3. Strait of Malacca: The Busiest Route with Piracy Risks
The Strait of Malacca lies between Indonesia, Malaysia, and Singapore. It connects the Indian Ocean to the South China Sea. It is extremely narrow, just 2–3 km wide, yet one of the busiest and most important shipping lanes.
More than 100,000 ships pass through it annually, carrying about 24 million barrels of oil per day. Around 25–30% of global trade flows through this route. China alone depends on it for 80% of its oil imports.
There is no toll for transit here. However, piracy remains a major concern. According to the 2025 ReCAAP ISC report, 108 piracy incidents were reported in the Malacca and Singapore Strait region, a 74% increase from 2024.
Most incidents involve non-violent theft (fuel, stores, spare parts), and crew members are generally unharmed. The narrowness of the route forces ships to move slowly, making them easy targets for coastal groups and organized syndicates.

4. Suez Canal
The Suez Canal is located in Egypt. It connects the Red Sea to the Mediterranean Sea. Unlike straits, it is a man-made canal.
It handles around 12–15% of global trade. Unlike natural straits, transit here is not free and tolls are charged. A significant portion of Egypt’s revenue comes from these tolls.
The canal is 193.3 km long, 205–225 meters wide, and about 24 meters deep. It was inaugurated on November 17, 1869.
The Suez Canal reduced the distance between Europe and Asia by nearly 6,000 miles, eliminating the need to sail around Africa. It remains one of the busiest maritime routes in the world.

5. Bab el-Mandeb Strait
The Bab el-Mandeb Strait is the entry point to the Red Sea. Around 8 million barrels of oil pass through it daily.
Countries trading via the Suez Canal must pass through Bab el-Mandeb, making it extremely important for Asia-Europe trade.
Iran has threatened to block this route through its support for Houthi rebels in Yemen. The Houthis control large parts of Yemen and frequently attack ships.
If this route is blocked, ships must take a longer route around the Cape of Good Hope in South Africa.

6. Panama Canal
The Panama Canal is a man-made waterway located in Central America. It connects the Atlantic Ocean to the Pacific Ocean, significantly shortening global trade routes.
The canal is about 77 km long. Before its construction, ships had to travel around Cape Horn in South America.
It accounts for about 5% of global trade.
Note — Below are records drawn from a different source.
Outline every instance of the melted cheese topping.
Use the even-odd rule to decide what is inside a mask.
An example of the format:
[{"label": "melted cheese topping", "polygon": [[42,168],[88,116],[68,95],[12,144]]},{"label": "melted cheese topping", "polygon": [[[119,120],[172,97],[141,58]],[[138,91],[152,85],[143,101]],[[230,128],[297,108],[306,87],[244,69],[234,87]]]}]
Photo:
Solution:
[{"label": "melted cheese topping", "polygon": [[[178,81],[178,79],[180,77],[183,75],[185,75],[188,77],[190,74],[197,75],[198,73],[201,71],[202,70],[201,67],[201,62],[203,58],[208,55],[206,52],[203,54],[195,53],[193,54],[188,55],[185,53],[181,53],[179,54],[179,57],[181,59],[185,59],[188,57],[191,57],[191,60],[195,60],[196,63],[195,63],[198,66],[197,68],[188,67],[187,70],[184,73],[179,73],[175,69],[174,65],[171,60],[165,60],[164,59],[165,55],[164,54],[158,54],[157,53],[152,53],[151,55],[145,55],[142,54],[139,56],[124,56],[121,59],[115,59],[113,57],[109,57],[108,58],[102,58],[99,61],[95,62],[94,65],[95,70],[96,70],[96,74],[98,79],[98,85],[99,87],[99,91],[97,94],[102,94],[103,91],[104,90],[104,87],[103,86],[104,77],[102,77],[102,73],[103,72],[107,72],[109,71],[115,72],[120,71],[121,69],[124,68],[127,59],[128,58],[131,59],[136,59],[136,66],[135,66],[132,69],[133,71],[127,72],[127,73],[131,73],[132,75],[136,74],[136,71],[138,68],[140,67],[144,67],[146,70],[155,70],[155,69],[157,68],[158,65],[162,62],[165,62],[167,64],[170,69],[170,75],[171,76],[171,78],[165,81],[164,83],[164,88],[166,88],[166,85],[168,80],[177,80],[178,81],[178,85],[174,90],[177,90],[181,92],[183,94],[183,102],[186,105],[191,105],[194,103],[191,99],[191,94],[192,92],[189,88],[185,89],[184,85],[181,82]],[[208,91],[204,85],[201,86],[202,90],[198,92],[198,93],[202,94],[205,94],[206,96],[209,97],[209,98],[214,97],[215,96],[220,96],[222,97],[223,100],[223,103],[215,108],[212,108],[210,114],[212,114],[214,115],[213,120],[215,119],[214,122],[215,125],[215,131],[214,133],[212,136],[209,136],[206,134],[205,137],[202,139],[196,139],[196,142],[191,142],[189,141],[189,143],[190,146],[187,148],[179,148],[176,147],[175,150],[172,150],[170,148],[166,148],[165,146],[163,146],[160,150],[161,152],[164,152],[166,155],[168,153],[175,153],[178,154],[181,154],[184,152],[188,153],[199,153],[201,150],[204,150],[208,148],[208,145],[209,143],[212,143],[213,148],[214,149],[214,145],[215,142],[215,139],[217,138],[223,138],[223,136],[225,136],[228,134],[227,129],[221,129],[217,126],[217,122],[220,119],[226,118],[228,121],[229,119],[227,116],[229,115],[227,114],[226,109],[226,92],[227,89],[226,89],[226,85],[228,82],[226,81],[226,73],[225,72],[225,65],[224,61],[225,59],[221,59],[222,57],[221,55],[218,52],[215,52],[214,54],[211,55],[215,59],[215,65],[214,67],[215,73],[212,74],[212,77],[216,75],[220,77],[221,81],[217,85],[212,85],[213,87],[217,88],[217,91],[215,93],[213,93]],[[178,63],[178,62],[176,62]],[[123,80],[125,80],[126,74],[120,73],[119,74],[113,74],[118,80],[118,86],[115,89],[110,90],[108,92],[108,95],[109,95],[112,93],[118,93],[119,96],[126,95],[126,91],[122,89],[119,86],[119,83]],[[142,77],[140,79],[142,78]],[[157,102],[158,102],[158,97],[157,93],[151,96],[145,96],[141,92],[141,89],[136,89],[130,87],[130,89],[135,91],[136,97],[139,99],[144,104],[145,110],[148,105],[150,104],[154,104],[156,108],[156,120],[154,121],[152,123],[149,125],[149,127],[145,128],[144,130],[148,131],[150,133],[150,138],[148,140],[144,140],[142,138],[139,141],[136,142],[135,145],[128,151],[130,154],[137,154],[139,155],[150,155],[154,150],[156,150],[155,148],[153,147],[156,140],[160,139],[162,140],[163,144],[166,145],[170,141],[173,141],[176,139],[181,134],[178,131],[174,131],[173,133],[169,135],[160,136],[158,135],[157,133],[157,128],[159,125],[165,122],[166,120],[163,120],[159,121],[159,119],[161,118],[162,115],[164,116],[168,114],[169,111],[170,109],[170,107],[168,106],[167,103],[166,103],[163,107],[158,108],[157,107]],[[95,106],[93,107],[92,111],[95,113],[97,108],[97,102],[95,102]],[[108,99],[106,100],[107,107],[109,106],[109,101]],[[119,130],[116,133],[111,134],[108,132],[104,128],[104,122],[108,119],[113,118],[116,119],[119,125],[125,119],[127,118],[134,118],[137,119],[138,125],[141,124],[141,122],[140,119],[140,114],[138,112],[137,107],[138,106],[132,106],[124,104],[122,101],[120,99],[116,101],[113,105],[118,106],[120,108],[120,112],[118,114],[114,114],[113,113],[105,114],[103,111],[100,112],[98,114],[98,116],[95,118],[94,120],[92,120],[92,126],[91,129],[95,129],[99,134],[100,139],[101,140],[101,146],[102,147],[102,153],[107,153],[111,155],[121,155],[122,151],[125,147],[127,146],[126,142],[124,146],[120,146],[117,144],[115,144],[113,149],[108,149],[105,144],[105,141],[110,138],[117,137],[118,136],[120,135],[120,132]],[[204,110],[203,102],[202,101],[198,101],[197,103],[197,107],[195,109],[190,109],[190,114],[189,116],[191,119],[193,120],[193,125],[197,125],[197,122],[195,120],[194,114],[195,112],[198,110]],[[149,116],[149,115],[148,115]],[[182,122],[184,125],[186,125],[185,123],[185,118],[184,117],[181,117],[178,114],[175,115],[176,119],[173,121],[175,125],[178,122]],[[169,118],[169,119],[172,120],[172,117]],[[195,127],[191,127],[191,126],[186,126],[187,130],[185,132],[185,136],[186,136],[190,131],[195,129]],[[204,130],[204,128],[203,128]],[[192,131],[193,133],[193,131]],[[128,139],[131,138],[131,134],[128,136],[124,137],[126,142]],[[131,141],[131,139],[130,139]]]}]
Around 2–3 million barrels of oil and petroleum products pass through it daily, along with large volumes of LNG and LPG.
Transit here is not free, and tolls are charged. The canal is controlled by Panama, and it plays a crucial role in the country’s economy.
Climate change is now impacting this route. Drought conditions are affecting water levels, disrupting ship movement.
Comparison and Impact on India
Among all these chokepoints, the Strait of Malacca is the busiest. Currently, the Strait of Hormuz and Bab el-Mandeb are the most vulnerable, while the Strait of Gibraltar is the safest.
For India, the situation is critical. About 60% of India’s oil imports come through the Persian Gulf via the Strait of Hormuz. This poses a risk to the country’s energy security, although imports from Russia have increased in recent years.
Piracy in the Strait of Malacca affects supply chains, while stable conditions in Gibraltar ensure smooth trade with Europe.
Conclusion
For the global economy to function smoothly, it is essential that maritime traffic through these chokepoints remains uninterrupted. These narrow sea routes are the backbone of international trade.
They are not just waterways; they are the arteries that keep the world running.